È sicuramente una storia positiva, ma non è, o non dovrebbe essere, una notizia. Innanzitutto, in Italia il Decreto legislativo n. 198/2006, noto come Codice delle pari opportunità, vieta “qualsiasi  discriminazione per quanto riguarda l'accesso al lavoro” sulla base del sesso e precisa che la discriminazione viene attuata anche “attraverso il riferimento allo stato […] di gravidanza”. Ciò significa in altre parole che è illegale decidere di non assumere una donna solo per il fatto che è incinta. Si tratta di una legge che affonda le proprie radici in una delle prime e più importanti conquiste sindacali del dopoguerra per le donne: il divieto di licenziare chi aspetta un figlio, introdotto nel 1950 e rafforzato nel 1963 con il divieto di licenziamento delle lavoratrici per causa di matrimonio, in un’epoca in cui la celebrazione delle nozze equivaleva a una gravidanza imminente.
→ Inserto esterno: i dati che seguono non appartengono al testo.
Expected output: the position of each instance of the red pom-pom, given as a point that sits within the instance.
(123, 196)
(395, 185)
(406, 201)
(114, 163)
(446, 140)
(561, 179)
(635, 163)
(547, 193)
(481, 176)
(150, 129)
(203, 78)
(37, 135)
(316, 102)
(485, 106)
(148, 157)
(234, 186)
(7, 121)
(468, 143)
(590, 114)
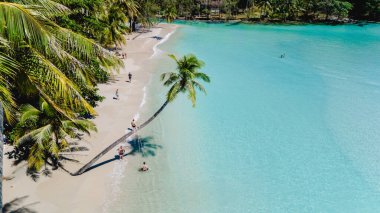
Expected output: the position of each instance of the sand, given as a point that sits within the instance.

Inoltre, va anche precisato che Granai non era tenuta a “confessare” – questo il verbo scelto in molti articoli – la gravidanza. Non solo perché, come ha detto anche lei stessa, poteva benissimo comunicarlo dopo l’assunzione (e in tal caso, sempre a norma di legge, non avrebbe potuto essere licenziata), ma anche perché un’eventuale gravidanza non dovrebbe essere mai tema di un colloquio di lavoro. Non c’è nulla di male nel fatto che Terreni e Granai abbiano voluto parlare pubblicamente di un rapporto di lavoro iniziato in ottimi termini, ma la copertura mediatica che sta ricevendo in queste ore è sproporzionata rispetto alla sua ordinarietà. Non perché queste cose accadano di frequente, ma perché dovrebbe essere del tutto normale che un datore di lavoro rispetti la legge e sia corretto nei confronti di lavoratrici e lavoratori o aspiranti tali.
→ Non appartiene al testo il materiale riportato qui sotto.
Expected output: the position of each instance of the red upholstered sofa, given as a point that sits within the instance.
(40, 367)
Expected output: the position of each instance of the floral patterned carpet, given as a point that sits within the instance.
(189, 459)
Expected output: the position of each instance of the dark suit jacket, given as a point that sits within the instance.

L’altro aspetto problematico del modo in cui viene raccontata questa storia, che in realtà ne ricalca molte altre che riguardano assunzioni “inconsuete”, è che si presenta ancora una volta il lavoro come una gentile concessione. In un’economia che funziona, il lavoro non dovrebbe essere considerato una forma di magnanimità di un imprenditore illuminato, a maggior ragione quando ti assume “nonostante” ci sia una condizione apparentemente sfavorevole, ma come un diritto di tutte e tutti. Lavorare significa avere le risorse per condurre una vita dignitosa e questa condizione non dovrebbe dipendere dalla bontà del datore di lavoro, ma dovrebbe essere garantita a tutti.

La diffusione di storie come queste ci fanno sentire bene e magari servono a ridarci un po’ di fiducia nell’umanità, ma in realtà non fanno altro che rivelare le carenze del nostro sistema, che ritiene fuori dalla norma che una futura madre lavori e che ci sia pure qualcuno disposto ad assumerla lo stesso. Come afferma lo storico del lavoro Max Fraser, “Questo tipo di storie fungono da barlume di speranza in un mare di difficoltà sociali e, allo stesso tempo, sono indicative di fallimenti sistemici totali”. La vicenda del bambino che vende la sua console di videogiochi per aiutare la madre a comprare un’auto non dovrebbe farci sospirare di tenerezza, ma deve farci chiedere come sia possibile che un tredicenne si senta in dovere di aiutare economicamente una madre che evidentemente versa in grandi difficoltà economiche per spingere un figlio a fare un gesto del genere.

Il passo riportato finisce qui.